It is true that most institutional quantitative traders received their advanced degrees as physicists, mathematicians, engineers, or computer scientists. This kind of training in the hard sciences is often necessary when you want to analyze or trade complex derivative instruments. But those instruments are not the focus in this book.
There is no law stating that one can become wealthy only by working with complicated financial instruments. (In fact, one can become quite poor trading complex mortgage-backed securities, as the financial crisis of 2007–08 and the demise of Bear Stearns have shown.)
The kind of quantitative trading I focus on is called statistical arbitrage trading. Statistical arbitrage deals with the simplest financial instruments: stocks, futures, and sometimes currencies. One does not need an advanced degree to become a statistical arbitrage trader. If you have taken a few high school–level courses in math, statistics, computer programming, or economics, you are probably as qualified as anyone to tackle some of the basic statistical arbitrage strategies.
Okay, you say, you don’t need an advanced degree, but surely it gives you an edge in statistical arbitrage trading? Not necessarily. I received a PhD from one of the top physics departments of the world (Cornell’s). I worked as a successful researcher in one of the top computer science research groups in the world (at that temple of high-techdom: IBM’s T. J. Watson Research Center). Then I worked in a string of top investment banks and hedge funds as a researcher and finally trader, including Morgan Stanley, Credit Suisse, and so on.
As a researcher and trader in these august institutions, I had always strived to use some of the advanced mathematical techniques and training that I possessed and applied them to statistical arbitrage trading. Hundreds of millions of dollars of trades later, what was the result? Losses, more losses, and losses as far as the eye can see, for my employers and their investors. Finally, I quit the financial industry in frustration, set up a spare bedroom in my home as my trading office, and started to trade the simplest but still quantitative strategies I know. These are strategies that any smart high school student can easily research and execute. For the first time in my life, my trading strategies became profitable (one of which is described in Example 3.6), and has been the case ever since. The lesson I learned? As Einstein said: “Make everything as simple as possible.” But not simpler. (Stay tuned: I will detail more reasons why independent traders can beat institutional money managers at their own game in a future post.)
Though I became a quantitative trader through a fairly traditional path, many others didn’t. Who are the typical independent quantitative traders? Among people I know, they include a former trader at a hedge fund that has gone out of business, a computer programmer who used to work for a brokerage, a former trader at one of the exchanges, a former investment banker, a former biochemist, and an architect. Some of them have received advanced technical training, but others have only basic familiarity of high school–level statistics. Most of them backtest their strategies using basic tools like Excel, though others may hire programming contractors to help. Most of them have at some point in their career been professionally involved with the financial world but have now decided that being independent suits their needs better. As far as I know, most of them are doing quite well on their own, while enjoying the enormous freedom that independence brings. Besides having gained some knowledge of finance through their former jobs, the fact that these traders have saved up a nest egg for their independent venture is obviously important too. When one plunges into independent trading, fear of losses and of being isolated from the rest of the world is natural, and so it helps to have both a prior appreciation of risks and some savings to lean on. It is important not to have a need for immediate profits to sustain your daily living, as strategies have intrinsic rates of returns that cannot be hurried.

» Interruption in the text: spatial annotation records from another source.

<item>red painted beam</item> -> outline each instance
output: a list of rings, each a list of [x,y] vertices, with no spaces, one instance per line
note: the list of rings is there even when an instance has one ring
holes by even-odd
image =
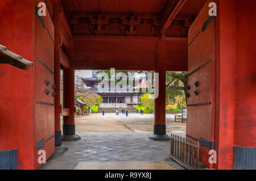
[[[75,68],[154,70],[156,37],[76,36]],[[187,38],[166,37],[167,70],[187,71]]]
[[[171,24],[172,24],[172,22],[174,21],[176,16],[179,13],[179,12],[180,11],[181,8],[183,7],[184,5],[185,5],[186,2],[187,2],[187,1],[183,1],[183,0],[178,1],[178,2],[177,2],[177,4],[175,5],[175,7],[174,7],[174,10],[171,12],[170,15],[168,17],[166,22],[163,24],[163,28],[162,28],[163,31],[167,30],[167,28],[169,28],[169,27],[171,26]]]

Instead of fear, some of you are planning to trade because of the love of thrill and danger, or an incredible self-confidence that instant wealth is imminent. This is also a dangerous emotion to bring to independent quantitative trading. As I hope to persuade you in these posts, instant wealth is not the objective of quantitative trading.
The ideal independent quantitative trader is therefore someone who has some prior experience with finance or computer programming, who has enough savings to withstand the inevitable losses and periods without income, and whose emotion has found the right balance between fear and greed.